UCSF scientists engineered old fibroblast cells to turn their genes on and off in the same way as young fibroblasts. The old fibroblasts were rejuvenated: they multiplied (green) and produced more of the material used to make the “skeletons,” or extracellular matrix, of our organs (red). Image by Li Lab
“By altering gene expression using the transcription factors we identified, old fibroblasts behaved as if they were younger and improved the health of old mice,” said Hao Li, PhD, UCSF professor of Biochemistry and Biophysics and senior author of the paper, which appears Jan. 9 in Proceedings of the National Academy of Sciences. The work was funded by the National Institutes of Health.
Li’s team first compared the way that young and old fibroblasts turned genes on or off as they grow in petri dishes and used computational modeling to find out which regulators were driving this kind of aging.

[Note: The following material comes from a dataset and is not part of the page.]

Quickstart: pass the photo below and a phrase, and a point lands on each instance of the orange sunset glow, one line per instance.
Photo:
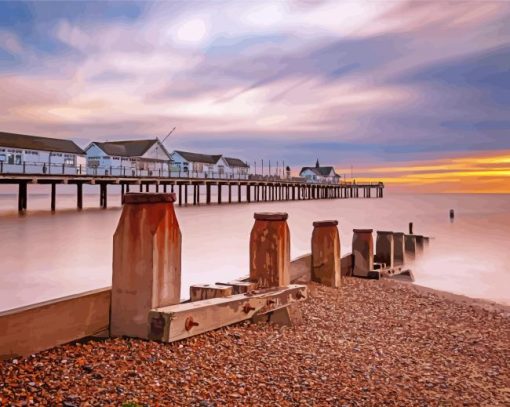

Next, they used CRISPRa — a variant of CRISPR gene editing — to prompt the regulators to turn on “young” gene expression in old fibroblasts.
Adjusting the levels of any one of 30 regulators triggered young gene expression in old fibroblasts. Changes to the levels of four of these factors improved metabolism in the old fibroblasts as well as their ability to multiply.
In collaboration with UCSF’s Saul Villeda, PhD, an associate professor of Anatomy, they demonstrated that higher levels of the factor EZH2 rejuvenated the livers of mice that were 20-months-old, which is equivalent to about 65 human years. It reversed liver fibrosis; cut the amount of fat that accumulated in the liver in half; and improved glucose tolerance.
“Our work opens up exciting new opportunities to understand and ultimately reverse aging-related diseases,” said Janine Sengstack, PhD, who led the project as a graduate student in Li’s lab and is the first author of the paper.
Other UCSF authors are Jiashun Zheng, PhD, Turan Aghayev, MD, PhD, Gregor Bieri, PhD, Michael Mobaraki, PhD, Jue Lin, PhD, and Changhui Deng, PhD.
Funding: Work was funded by the National Institute on Aging (R01AG083524, R01AG058742), American Federation for Aging Research, and the Chan Zuckerberg Biohub.
Disclosures: Li and Sengstack are co-founders of Junevity. Villeda consulted for The Herrick Company, Inc. Li, Sengstack, Deng, and Zheng hold shares in Junevity. Li, Sengstack, Deng, and Zheng are authors of the patent application: WO/2024/073370 relating to cell rejuvenation.